Now to my first loaf…..I was fully prepared for it to take some time, as sourdough starters don’t work quite as quickly as commercial yeasts. I made my dough at 14:30, straight after lunch service. It was ready for the oven after our nightly clean down…..at 23:30! We had it for breakfast the next morning.
250g strong white bread flour
8g fine salt
13g buckwheat flour
38g rye flour
I simply put all the ingredients into the bowl of an electric mixer and mixed for a good 6 minutes on medium speed. I followed this with 2 minutes on high speed, until the dough looked smooth and left the sides of the bowl clean. I shaped it a little by hand on the work surface (it was slightly sticky so I used a light sprinkling of flour), then I put it into a bowl, covered it with a clean tea towel and left it for a full 3 hours to rise in a warm place. It rose a little, but not a great deal. I then transferred it to my proving basket which I’d generously coated with flour, covered it again and left it all evening (about 5 hours). It started to show signs of life in the form of a few air pockets on the surface…..

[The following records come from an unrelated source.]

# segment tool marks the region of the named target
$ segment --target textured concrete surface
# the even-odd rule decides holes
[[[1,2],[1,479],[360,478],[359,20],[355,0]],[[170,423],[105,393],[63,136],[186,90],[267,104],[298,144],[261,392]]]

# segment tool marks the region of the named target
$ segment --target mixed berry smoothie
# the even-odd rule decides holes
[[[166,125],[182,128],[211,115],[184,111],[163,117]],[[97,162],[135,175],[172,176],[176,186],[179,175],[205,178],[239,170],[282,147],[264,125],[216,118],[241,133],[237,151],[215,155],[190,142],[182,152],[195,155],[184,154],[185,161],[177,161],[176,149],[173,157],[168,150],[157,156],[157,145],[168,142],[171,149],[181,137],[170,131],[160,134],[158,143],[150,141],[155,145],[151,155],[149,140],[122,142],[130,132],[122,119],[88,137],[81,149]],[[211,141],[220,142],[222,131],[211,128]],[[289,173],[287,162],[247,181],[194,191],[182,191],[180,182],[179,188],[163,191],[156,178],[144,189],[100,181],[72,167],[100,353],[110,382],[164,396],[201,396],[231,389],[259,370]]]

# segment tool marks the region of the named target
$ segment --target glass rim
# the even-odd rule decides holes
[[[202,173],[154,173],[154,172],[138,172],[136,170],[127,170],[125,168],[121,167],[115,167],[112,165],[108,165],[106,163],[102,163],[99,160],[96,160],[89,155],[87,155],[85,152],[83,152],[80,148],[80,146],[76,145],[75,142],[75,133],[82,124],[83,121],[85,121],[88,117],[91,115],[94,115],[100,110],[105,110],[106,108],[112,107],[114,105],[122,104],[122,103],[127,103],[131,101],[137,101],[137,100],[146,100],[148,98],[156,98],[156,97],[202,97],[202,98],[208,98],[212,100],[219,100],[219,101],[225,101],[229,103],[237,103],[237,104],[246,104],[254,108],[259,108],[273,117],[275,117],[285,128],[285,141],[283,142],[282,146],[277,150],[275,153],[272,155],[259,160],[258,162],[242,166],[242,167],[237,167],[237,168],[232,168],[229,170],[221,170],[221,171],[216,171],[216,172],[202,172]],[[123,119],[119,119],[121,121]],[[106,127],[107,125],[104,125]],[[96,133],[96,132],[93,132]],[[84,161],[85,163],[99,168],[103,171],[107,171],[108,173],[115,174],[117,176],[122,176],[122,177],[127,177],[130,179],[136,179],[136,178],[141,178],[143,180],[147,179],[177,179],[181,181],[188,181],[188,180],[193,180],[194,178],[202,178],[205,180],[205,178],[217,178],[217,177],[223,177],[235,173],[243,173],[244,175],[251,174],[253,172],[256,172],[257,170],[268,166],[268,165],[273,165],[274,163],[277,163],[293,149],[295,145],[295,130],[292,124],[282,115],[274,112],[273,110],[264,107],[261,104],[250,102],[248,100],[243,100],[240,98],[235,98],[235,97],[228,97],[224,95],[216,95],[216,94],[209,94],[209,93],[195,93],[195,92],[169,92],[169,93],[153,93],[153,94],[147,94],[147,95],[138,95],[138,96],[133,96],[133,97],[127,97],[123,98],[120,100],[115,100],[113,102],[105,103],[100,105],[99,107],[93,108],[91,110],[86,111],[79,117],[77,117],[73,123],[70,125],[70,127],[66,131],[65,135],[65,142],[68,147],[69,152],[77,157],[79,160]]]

I carefully up-turned my precious dough onto a baking sheet and slashed it a few times with a sharp knife. At this point I panicked a little trying to get it into the oven…..someone had already taken my kitchen cloth downstairs to the dirty laundry pile and my loaf seemed to be sinking before my very eyes…..so I burnt my fingers trying to arrange the oven racks. To be honest I was so nervous I can’t really remember how long I cooked it for – I think about 10 minutes with steam, then an additional 5 minutes without.
It was definitely worth the effort and the wait; the flavour was pleasantly sour and the texture, although dense, was just what you’d expect from a traditional sourdough loaf. I’m going to try my best to keep it up; I’ll probably be finding chunks of rhubarb in my loaves for a while yet though!